Estou locando uma nova sala para meu escritório e neste contrato há que — em minha palavras — se porventura houver alguma infiltração no prédio — não por obra feita por mim —  e se acontecerem perdas materiais, de móveis, pisos e demais itens da sala, que o dano será 100% de minha responsabilidade. Eu tive que ler mais de uma vez para ver se era isso mesmo. E era. Antigamente eu facilmente assinaria sem ler e viveria tranquila até o dia da inundação. Reconheço a minha ingenuidade. 

Mas, me fiz a promessa de lembrar que a "pressa é a inimiga da perfeição"

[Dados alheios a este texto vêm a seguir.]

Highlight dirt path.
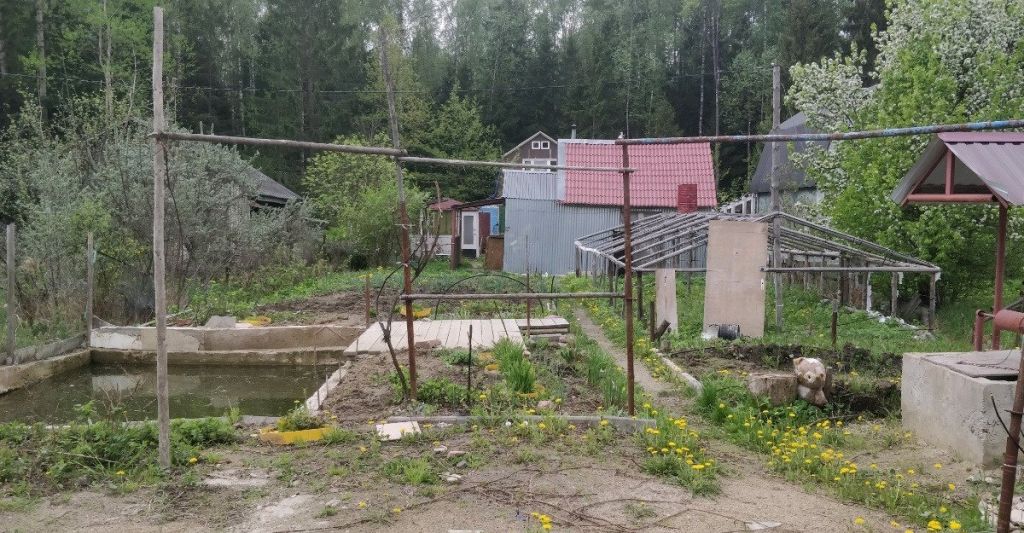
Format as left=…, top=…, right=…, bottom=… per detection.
left=576, top=310, right=668, bottom=396
left=574, top=307, right=899, bottom=531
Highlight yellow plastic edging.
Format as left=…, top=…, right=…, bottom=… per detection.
left=258, top=426, right=331, bottom=445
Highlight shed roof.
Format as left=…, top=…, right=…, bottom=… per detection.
left=558, top=140, right=717, bottom=208
left=248, top=168, right=300, bottom=205
left=892, top=132, right=1024, bottom=205
left=428, top=198, right=464, bottom=211
left=749, top=112, right=828, bottom=194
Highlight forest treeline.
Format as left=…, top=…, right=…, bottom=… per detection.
left=0, top=0, right=886, bottom=197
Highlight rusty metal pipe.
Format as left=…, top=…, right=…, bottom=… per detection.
left=974, top=310, right=993, bottom=352
left=994, top=205, right=1009, bottom=349
left=994, top=309, right=1024, bottom=533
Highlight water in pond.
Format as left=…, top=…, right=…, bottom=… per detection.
left=0, top=364, right=327, bottom=424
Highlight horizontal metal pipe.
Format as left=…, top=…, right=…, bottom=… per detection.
left=905, top=193, right=996, bottom=203
left=154, top=131, right=407, bottom=156
left=615, top=118, right=1024, bottom=145
left=763, top=266, right=940, bottom=273
left=398, top=155, right=635, bottom=173
left=402, top=292, right=624, bottom=301
left=993, top=310, right=1024, bottom=333
left=155, top=132, right=635, bottom=173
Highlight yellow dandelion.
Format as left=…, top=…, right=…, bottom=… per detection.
left=115, top=470, right=126, bottom=476
left=948, top=520, right=961, bottom=530
left=599, top=420, right=609, bottom=427
left=358, top=501, right=367, bottom=509
left=392, top=507, right=402, bottom=514
left=933, top=463, right=942, bottom=469
left=927, top=519, right=942, bottom=531
left=854, top=516, right=865, bottom=526
left=188, top=456, right=198, bottom=464
left=947, top=483, right=956, bottom=491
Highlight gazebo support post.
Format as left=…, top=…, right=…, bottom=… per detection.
left=994, top=204, right=1008, bottom=349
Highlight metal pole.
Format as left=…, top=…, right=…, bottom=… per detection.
left=466, top=325, right=473, bottom=406
left=151, top=6, right=171, bottom=469
left=994, top=310, right=1024, bottom=533
left=614, top=118, right=1024, bottom=145
left=86, top=232, right=94, bottom=344
left=5, top=224, right=16, bottom=363
left=929, top=273, right=937, bottom=332
left=621, top=144, right=636, bottom=416
left=994, top=204, right=1008, bottom=349
left=525, top=235, right=531, bottom=338
left=769, top=64, right=783, bottom=333
left=378, top=23, right=418, bottom=399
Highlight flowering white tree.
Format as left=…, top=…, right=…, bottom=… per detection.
left=787, top=0, right=1024, bottom=297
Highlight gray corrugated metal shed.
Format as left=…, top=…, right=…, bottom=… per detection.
left=750, top=112, right=828, bottom=194
left=892, top=132, right=1024, bottom=205
left=502, top=170, right=559, bottom=200
left=503, top=198, right=626, bottom=274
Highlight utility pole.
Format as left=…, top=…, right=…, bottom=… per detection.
left=770, top=63, right=783, bottom=331
left=6, top=224, right=16, bottom=363
left=151, top=6, right=171, bottom=469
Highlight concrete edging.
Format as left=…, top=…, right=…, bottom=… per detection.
left=386, top=414, right=656, bottom=433
left=0, top=349, right=91, bottom=395
left=652, top=348, right=704, bottom=393
left=305, top=361, right=351, bottom=414
left=90, top=347, right=349, bottom=366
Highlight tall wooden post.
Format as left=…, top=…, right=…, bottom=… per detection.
left=86, top=232, right=94, bottom=344
left=890, top=272, right=898, bottom=318
left=770, top=63, right=783, bottom=331
left=929, top=273, right=937, bottom=332
left=378, top=23, right=417, bottom=398
left=151, top=6, right=171, bottom=469
left=621, top=145, right=636, bottom=416
left=6, top=224, right=16, bottom=363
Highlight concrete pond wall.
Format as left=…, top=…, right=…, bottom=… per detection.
left=0, top=325, right=361, bottom=397
left=902, top=352, right=1018, bottom=466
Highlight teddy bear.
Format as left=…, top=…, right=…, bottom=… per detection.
left=792, top=356, right=829, bottom=407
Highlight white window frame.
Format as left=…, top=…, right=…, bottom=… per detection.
left=531, top=141, right=541, bottom=149
left=539, top=140, right=550, bottom=149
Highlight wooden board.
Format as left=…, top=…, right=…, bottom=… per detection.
left=703, top=220, right=768, bottom=338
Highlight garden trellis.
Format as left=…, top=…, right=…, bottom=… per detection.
left=146, top=6, right=1024, bottom=477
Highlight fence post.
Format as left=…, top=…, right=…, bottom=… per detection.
left=86, top=232, right=94, bottom=345
left=6, top=223, right=16, bottom=364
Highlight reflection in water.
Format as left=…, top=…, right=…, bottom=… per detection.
left=0, top=364, right=328, bottom=423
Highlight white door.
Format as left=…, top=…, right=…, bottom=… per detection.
left=461, top=213, right=478, bottom=250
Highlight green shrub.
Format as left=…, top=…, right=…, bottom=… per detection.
left=417, top=378, right=468, bottom=407
left=492, top=339, right=536, bottom=394
left=438, top=348, right=473, bottom=366
left=380, top=457, right=436, bottom=485
left=276, top=405, right=325, bottom=432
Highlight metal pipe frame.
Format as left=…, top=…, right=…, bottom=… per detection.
left=401, top=292, right=624, bottom=301
left=614, top=118, right=1024, bottom=146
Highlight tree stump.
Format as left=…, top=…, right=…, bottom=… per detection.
left=746, top=373, right=798, bottom=406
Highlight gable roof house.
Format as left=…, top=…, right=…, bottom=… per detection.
left=501, top=139, right=717, bottom=274
left=726, top=112, right=828, bottom=214
left=249, top=168, right=301, bottom=208
left=501, top=131, right=558, bottom=169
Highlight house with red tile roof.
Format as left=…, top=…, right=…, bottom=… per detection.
left=500, top=139, right=717, bottom=273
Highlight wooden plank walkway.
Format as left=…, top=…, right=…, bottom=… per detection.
left=343, top=317, right=568, bottom=355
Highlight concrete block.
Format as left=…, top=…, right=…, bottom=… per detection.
left=902, top=352, right=1018, bottom=466
left=747, top=373, right=798, bottom=406
left=655, top=269, right=679, bottom=333
left=205, top=315, right=237, bottom=328
left=376, top=421, right=421, bottom=441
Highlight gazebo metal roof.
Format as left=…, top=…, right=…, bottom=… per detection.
left=575, top=211, right=939, bottom=274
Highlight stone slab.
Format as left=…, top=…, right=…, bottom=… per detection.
left=376, top=421, right=421, bottom=441
left=924, top=350, right=1020, bottom=378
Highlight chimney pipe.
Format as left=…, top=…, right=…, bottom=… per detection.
left=571, top=124, right=577, bottom=139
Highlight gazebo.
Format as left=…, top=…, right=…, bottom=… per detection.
left=892, top=132, right=1024, bottom=348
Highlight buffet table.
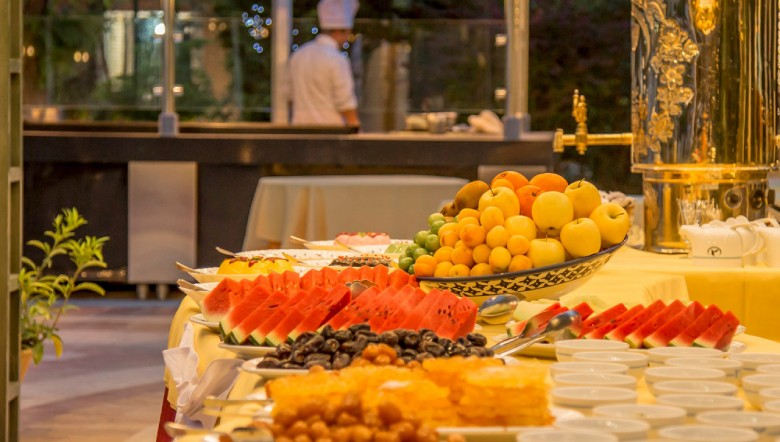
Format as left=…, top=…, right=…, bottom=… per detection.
left=163, top=269, right=690, bottom=414
left=241, top=175, right=468, bottom=250
left=603, top=247, right=780, bottom=341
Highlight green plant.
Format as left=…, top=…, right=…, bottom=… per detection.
left=19, top=208, right=109, bottom=364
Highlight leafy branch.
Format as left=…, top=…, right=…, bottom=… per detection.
left=19, top=208, right=109, bottom=364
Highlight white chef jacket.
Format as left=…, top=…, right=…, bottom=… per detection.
left=285, top=34, right=358, bottom=125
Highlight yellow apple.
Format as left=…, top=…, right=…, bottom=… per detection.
left=478, top=187, right=520, bottom=219
left=526, top=238, right=566, bottom=268
left=589, top=202, right=631, bottom=247
left=564, top=179, right=603, bottom=219
left=560, top=218, right=602, bottom=258
left=531, top=191, right=574, bottom=237
left=504, top=215, right=538, bottom=241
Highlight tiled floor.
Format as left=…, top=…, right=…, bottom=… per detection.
left=19, top=294, right=182, bottom=441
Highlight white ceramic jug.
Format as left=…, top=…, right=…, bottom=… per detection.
left=752, top=218, right=780, bottom=267
left=679, top=220, right=763, bottom=267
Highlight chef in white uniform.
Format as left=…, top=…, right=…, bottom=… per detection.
left=286, top=0, right=360, bottom=127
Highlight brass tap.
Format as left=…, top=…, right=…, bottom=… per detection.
left=553, top=89, right=633, bottom=155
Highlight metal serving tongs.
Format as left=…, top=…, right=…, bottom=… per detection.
left=489, top=310, right=582, bottom=358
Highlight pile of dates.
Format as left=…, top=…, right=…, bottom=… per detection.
left=256, top=323, right=493, bottom=370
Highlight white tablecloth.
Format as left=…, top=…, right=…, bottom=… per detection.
left=241, top=175, right=468, bottom=249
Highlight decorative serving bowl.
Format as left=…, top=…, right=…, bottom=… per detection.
left=416, top=237, right=626, bottom=303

Com esse meu desabafo e reflexão fiquei assim, boquiaberta — pensando no que me poderia acontecer se eu não houvesse feito essa leitura, mais uma vez. Meu medo jamais será da inundação porque há coisas que são imprevisíveis e inevitáveis. O que continuo temendo profundamente são as dívidas morais. Aprendi que a cobrança moral íntima é muito maior do que qualquer dinheiro ou papelada. Na sabedoria popular tem aquele dito que diz que "Enquanto existir cavalo, São Jorge não anda a pé”… é muito ruim colocar qualquer um de nós no papel do cavalo.

Mas eu concordo muito com o nosso traço de ingenuidade, mas não nos vejo irresponsáveis. Em muitas coisas, ainda somos crianças. Acredito que a gente assume relacionamentos, trabalhos, compras, escolhas de todos os tipos, sem ler as letras pequenas, porque a nossa crença não é na maldade. A diferença é que agora a gente cresceu e precisa encontrar lugares com "letras grandes". Clareza sempre será poder. E a paciência, também.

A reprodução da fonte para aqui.